Benedict Anderson’s Imagined Communities was an unlikely academic bestseller that profoundly influenced a number of disciplines—from political science to comparative literature. When the book was published in 1983, Anderson, who died last year aged 79, was primarily an anthropologist working on south-east Asia.
As he relates in this engaging and winningly modest memoir, Imagined Communities was addressed primarily to the Marxist thinkers orbiting his brother Perry Anderson of New Left Review. It argued that nationalism, despite its claims to antiquity, was a product of 19th-century print culture. Rich in anecdote and blessed with a memorable title, it was a hit with undergraduates and general readers.
Anderson was by nature a comparative thinker. Born in China of Irish descent, he studied in England and worked at American universities.
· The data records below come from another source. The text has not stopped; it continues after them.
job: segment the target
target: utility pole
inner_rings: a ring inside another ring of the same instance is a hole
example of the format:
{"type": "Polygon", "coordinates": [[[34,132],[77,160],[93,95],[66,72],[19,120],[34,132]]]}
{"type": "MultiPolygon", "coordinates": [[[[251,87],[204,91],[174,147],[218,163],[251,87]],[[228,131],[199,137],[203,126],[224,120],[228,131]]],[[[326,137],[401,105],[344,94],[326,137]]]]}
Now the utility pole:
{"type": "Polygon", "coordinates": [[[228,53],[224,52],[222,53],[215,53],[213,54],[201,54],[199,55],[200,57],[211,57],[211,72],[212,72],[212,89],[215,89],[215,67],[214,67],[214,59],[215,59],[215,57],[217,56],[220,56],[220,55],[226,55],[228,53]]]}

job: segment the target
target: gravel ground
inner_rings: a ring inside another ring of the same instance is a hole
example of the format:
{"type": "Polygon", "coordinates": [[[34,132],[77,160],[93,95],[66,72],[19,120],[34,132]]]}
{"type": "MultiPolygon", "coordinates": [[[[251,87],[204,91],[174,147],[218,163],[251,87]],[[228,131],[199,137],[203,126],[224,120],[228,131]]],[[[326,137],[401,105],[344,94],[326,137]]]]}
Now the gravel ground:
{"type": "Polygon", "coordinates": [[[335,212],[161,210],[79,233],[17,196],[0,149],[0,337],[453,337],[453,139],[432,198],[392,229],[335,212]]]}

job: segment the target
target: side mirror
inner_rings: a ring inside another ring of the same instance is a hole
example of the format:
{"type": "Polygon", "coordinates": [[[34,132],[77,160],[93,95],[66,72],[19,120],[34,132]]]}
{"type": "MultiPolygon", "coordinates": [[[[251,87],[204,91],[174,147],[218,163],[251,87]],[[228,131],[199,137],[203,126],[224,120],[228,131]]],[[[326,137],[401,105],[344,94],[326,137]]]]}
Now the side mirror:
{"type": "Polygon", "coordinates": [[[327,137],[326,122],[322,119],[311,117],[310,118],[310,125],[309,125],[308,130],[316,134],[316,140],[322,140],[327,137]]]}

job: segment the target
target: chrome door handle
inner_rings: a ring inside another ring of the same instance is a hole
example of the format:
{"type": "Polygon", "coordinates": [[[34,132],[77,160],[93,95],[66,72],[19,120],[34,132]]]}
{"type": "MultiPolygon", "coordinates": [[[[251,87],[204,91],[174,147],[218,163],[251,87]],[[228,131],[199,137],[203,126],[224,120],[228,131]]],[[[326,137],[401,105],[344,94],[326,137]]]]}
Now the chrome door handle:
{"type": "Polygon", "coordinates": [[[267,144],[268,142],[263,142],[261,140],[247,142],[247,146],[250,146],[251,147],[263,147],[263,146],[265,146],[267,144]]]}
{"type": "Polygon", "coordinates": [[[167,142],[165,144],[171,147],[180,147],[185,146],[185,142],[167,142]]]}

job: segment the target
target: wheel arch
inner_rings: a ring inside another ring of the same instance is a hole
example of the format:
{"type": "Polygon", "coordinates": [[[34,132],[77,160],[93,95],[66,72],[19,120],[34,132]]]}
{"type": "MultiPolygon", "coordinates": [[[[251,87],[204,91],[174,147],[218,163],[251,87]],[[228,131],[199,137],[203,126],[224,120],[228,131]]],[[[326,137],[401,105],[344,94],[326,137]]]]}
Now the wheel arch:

The country he loved best was Indonesia, where he did fieldwork in the early 1960s. He learned the language in only four months and made his own lasting contribution to it. Uncomfortable with being addressed as Tuan (master) because of his white skin, he asked his friends to use the term bulé, the colour of albino animals. It is now commonly used across the country. Later banned from Indonesia for political reasons, Anderson studied Thailand and the Philippines, especially relishing the many cultural and linguistic challenges.
Anderson shies away from revealing much about his adult personal life,
but he has some canny and pertinent observations on modern academia: the prevalence of jargon and the lack of language skills. Poignantly, he tells us how lucky he feels about his achievements. We should feel the same.